A Karachi Poltergeist.
Showers of stones at a funeral.
From our correspondent, Karachi, July 6th.
A midnight Hindu religious ceremonial feast in a Karachi building on Saturday, in mourning for a child drowned in a garden tank, was rudely disturbed by continued showers of stones, of which no explanation is available.
A close search of the vicinity revealed no throwers, of which at least 20 would have been necessary. The party of 60, on the second or third shower of stones, broke in panic, several persons being injured by flying stones as they dispersed.
Poltergeist manifestations at previous ceremonies in the same building are reported to have occurred.
*A dictionary defines a poltergeist as a spirit that makes its presence known by noises.
The Times, 7th July 1936.
Showers of Stones at Funeral.
Indian Mourners Injured.
“Spirit” Manifestation.
A midnight Hindu religious ceremonial feast in a Karachi building in mourning for a child drowned in a garden tank was rudely disturbed by continued showers of stones, of which no explanation is available.
Search of the vicinity revealed no throwers, of which at least twenty would have been necessary.
The party of 60 mourners, on the second or third shower of stones broke in a panic, several persons being injured by flying stones as they dispersed.
Spirit manifestations at previous ceremonies in the same building are reported to have occurred. – Times.

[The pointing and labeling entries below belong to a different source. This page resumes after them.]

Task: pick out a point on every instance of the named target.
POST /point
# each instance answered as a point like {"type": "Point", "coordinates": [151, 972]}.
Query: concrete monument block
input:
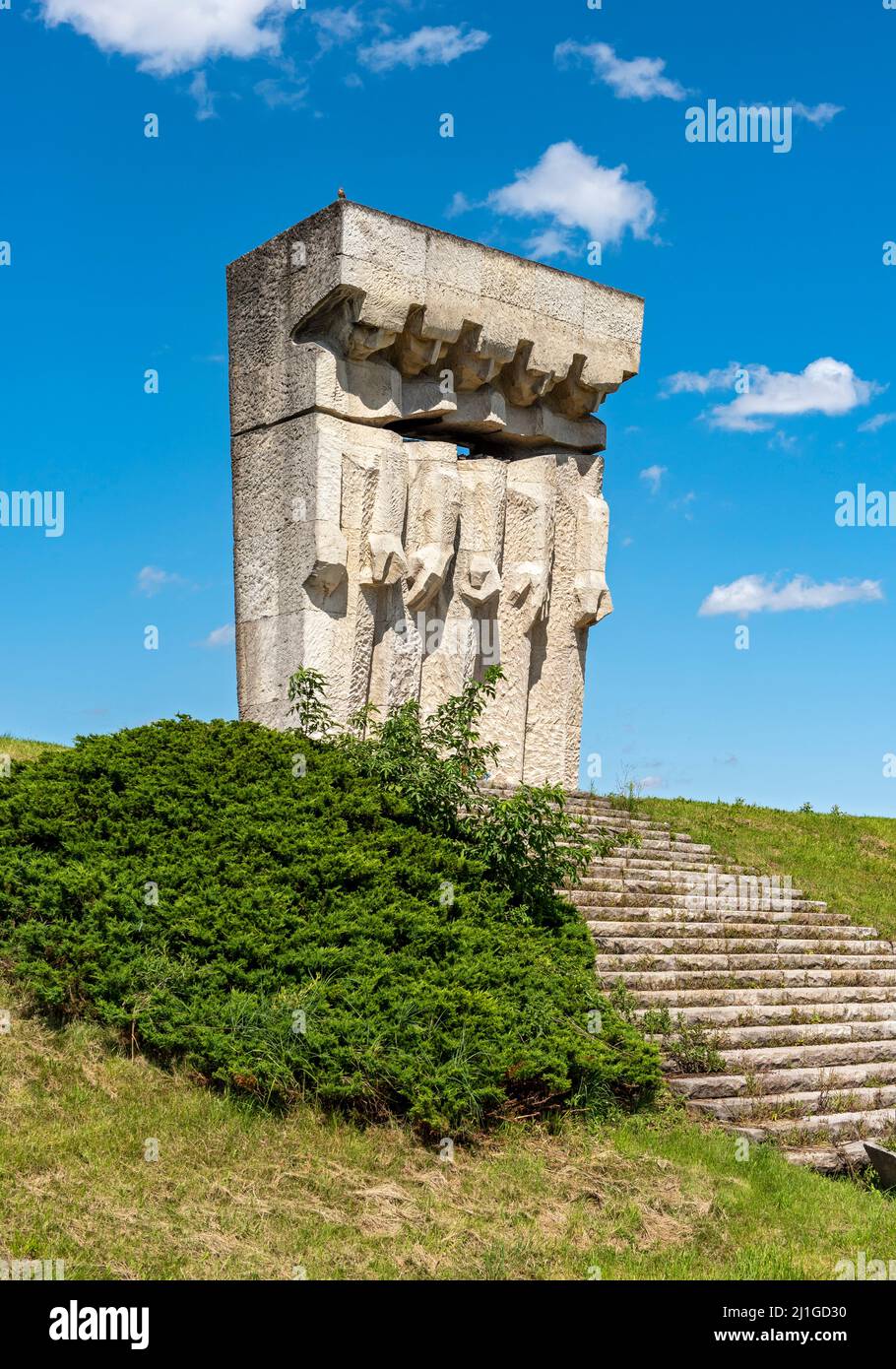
{"type": "Point", "coordinates": [416, 485]}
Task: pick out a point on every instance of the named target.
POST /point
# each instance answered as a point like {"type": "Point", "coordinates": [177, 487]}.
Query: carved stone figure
{"type": "Point", "coordinates": [417, 489]}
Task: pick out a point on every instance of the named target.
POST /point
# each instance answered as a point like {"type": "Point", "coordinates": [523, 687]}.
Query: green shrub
{"type": "Point", "coordinates": [438, 764]}
{"type": "Point", "coordinates": [253, 906]}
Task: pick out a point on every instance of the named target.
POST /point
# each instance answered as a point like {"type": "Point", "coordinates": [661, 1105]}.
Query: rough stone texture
{"type": "Point", "coordinates": [364, 351]}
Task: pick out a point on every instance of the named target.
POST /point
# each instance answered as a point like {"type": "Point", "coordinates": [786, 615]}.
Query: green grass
{"type": "Point", "coordinates": [847, 862]}
{"type": "Point", "coordinates": [238, 1194]}
{"type": "Point", "coordinates": [21, 750]}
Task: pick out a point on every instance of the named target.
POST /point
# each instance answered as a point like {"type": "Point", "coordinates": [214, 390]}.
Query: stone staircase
{"type": "Point", "coordinates": [803, 1003]}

Dundee Evening Telegraph, 7th July 1936.
Poltergeist in Karachi.
Karachi, apparently, believes it has witnessed a demonstration of a poltergeist. Recently while a marriage ceremony was in progress at midnight in a house in the city those attending it were taken aback by successive showers of stone on the roof of the house. These showers of stone did not cease even after observers had been placed outside the house and sent to scour the neighbourhood. Now witnesses have come forward to testify that similar incidents of stone-throwing have occurred before on the occasion of another marriage ceremony in the same house. It is not surprising that some witnesses consider the stone-throwing as the manifestation of the Devil, and the learned call it the work of a poltergeist, or a noisy ghost.
What precisely are the methods employed by a poltergeist to make its presence known no one can definitely say, and so far most occurrences attributed to a poltergeist have had, not very simple, but very natural explanations.
Moreover, in the case of the incident in Karachi, the noisy ghost was obviously outside the house. Ordinarily, a poltergeist makes its presence known and felt inside a house. Furniture begins to move or to be hurled about in a room, apparently, by invisible hands, or crockery begins to rattle mysteriously, or stones or mud is slung about inside a room. Scientific investigation, however, has shown that in most cases, ingenious devices have been employed by very substantial flesh-and-blood men and women to produce these occurrences. Before someone quotes the experiments conducted by the Psychical Research Society in England, we may say that these experiments also do not completely establish the presence of a poltergeist whenever occurrences ordinarily associated with frolicsome, and, in some cases, obviously cruel, spirits take place.
The trouble is those secretly playing the role of the poltergeist do not always employ the same methods for producing strange occurrences. Anyhow, those in Karachi who heard the noise of the showers of stone over the roof did not completely exhaust ways and means of ascertaining if it was not a human agency that rained stones. Observers sent out by the marriage party scoured the streets in the neighbourhood, but those playing the part of noisy ghosts could not be expected to walk abroad with their cargo of stones.
If someone wanted to prevent people from using the building in which the marriage ceremony was held, he would hide the stone-throwers in a courtyard in the house, or have them posted on trees, if there were trees near by.
Some years ago, strange occurrences were reported to be taking place in a house in a bazar in Jubbulpore. As soon as anyone entered a room in the house, it was said, mud began to fly everywhere in the room, but those in the room were never touched by the mud. It whizzed past their ears from the back, or in front, and found a lodgment on the walls. An investigator who visited the haunted room saw visible eviidence of the fusilade of mud, but he himself was not subjected to a bombardment. The poltergeist was evidently having a holiday.
Civil and Military Gazette (Lahore), 12th July 1936.